People thought the Bei Fongs had one (1) daughter who was tiny, blind and fragile - until suddenly she was the avatar's earth bending master, so the public have accept that they know nothing about the Bei Fongs. Who's the say they DIDNT have another child that they carefully hid away? Especially considering THIS child is dressed in neutral browns and muted golds with a veil obscuring his face. And sometimes people catch a glimpse of gold eyes or scar tissue through the gauzy fabric. It makes sense that the Bei Fongs would hide away a child born of an affair with a firebender.
Toph loves playing the part of escort. She gets to boss him about, and drag him all around the best restaurants, and order an outrageous amount of food for him. It's nice having people default to speaking to HER as the authority figure, after spending so much time in the presence of the Avatar and the Fire Lord.

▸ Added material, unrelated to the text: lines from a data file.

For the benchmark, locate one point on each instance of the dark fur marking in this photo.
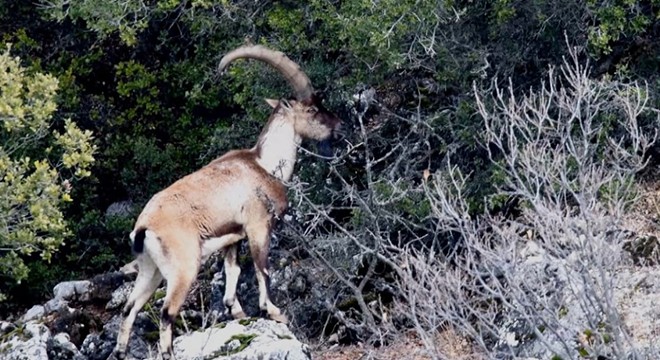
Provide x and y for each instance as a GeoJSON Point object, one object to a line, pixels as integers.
{"type": "Point", "coordinates": [138, 243]}
{"type": "Point", "coordinates": [165, 318]}
{"type": "Point", "coordinates": [127, 308]}
{"type": "Point", "coordinates": [224, 229]}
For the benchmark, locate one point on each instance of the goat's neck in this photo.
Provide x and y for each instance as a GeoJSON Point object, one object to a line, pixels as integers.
{"type": "Point", "coordinates": [276, 149]}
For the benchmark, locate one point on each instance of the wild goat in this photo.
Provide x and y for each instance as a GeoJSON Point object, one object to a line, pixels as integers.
{"type": "Point", "coordinates": [237, 195]}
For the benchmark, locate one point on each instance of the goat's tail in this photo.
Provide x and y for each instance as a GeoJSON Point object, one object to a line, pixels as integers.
{"type": "Point", "coordinates": [138, 240]}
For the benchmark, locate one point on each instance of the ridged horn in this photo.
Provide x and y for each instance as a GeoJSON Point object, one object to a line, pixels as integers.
{"type": "Point", "coordinates": [277, 59]}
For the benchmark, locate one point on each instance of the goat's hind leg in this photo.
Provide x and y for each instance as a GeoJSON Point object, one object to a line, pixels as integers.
{"type": "Point", "coordinates": [148, 279]}
{"type": "Point", "coordinates": [259, 240]}
{"type": "Point", "coordinates": [232, 272]}
{"type": "Point", "coordinates": [181, 271]}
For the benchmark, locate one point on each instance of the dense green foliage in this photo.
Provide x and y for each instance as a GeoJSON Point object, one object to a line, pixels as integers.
{"type": "Point", "coordinates": [37, 168]}
{"type": "Point", "coordinates": [141, 75]}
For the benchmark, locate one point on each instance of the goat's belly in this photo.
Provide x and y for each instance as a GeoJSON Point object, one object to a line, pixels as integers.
{"type": "Point", "coordinates": [211, 245]}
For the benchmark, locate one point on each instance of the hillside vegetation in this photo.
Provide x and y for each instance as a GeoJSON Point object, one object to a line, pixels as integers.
{"type": "Point", "coordinates": [478, 133]}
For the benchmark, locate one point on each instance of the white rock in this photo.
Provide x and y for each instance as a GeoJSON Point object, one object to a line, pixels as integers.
{"type": "Point", "coordinates": [261, 338]}
{"type": "Point", "coordinates": [27, 343]}
{"type": "Point", "coordinates": [35, 312]}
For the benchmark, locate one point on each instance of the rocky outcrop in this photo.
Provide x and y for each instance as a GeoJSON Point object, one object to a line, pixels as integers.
{"type": "Point", "coordinates": [82, 320]}
{"type": "Point", "coordinates": [242, 340]}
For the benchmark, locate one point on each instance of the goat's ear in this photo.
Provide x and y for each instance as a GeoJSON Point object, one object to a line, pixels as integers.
{"type": "Point", "coordinates": [273, 103]}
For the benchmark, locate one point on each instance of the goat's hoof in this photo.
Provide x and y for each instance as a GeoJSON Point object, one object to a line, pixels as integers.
{"type": "Point", "coordinates": [168, 356]}
{"type": "Point", "coordinates": [238, 315]}
{"type": "Point", "coordinates": [117, 355]}
{"type": "Point", "coordinates": [280, 318]}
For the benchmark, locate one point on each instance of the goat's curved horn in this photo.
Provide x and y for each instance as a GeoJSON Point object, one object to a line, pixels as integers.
{"type": "Point", "coordinates": [277, 59]}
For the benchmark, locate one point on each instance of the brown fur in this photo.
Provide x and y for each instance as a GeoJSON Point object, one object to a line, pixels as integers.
{"type": "Point", "coordinates": [235, 196]}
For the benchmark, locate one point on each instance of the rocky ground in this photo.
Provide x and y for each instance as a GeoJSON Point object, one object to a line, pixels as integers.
{"type": "Point", "coordinates": [82, 319]}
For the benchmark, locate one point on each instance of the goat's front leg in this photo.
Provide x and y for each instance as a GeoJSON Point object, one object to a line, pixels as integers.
{"type": "Point", "coordinates": [148, 279]}
{"type": "Point", "coordinates": [232, 272]}
{"type": "Point", "coordinates": [259, 240]}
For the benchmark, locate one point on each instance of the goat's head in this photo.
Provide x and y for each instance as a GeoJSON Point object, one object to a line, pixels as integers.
{"type": "Point", "coordinates": [310, 118]}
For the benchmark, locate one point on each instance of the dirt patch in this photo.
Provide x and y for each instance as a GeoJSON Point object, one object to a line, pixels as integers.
{"type": "Point", "coordinates": [409, 347]}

And Zuko gets to be anonymous. He's not the Fire Lord when he puts that veil on, he's a reclusive and fragile noble who no one looks to to make decisions. He gets to switch his brain off and let Toph drag him around and speak for him. It's freeing.
Also: please imagine the look on the Bei Fongs faces when they hear that everyone thinks they have a secret hidden firebending son who's galavanting around with their run away daughter. They'd be HORRIFIED. Toph knows this and RELISHES in it.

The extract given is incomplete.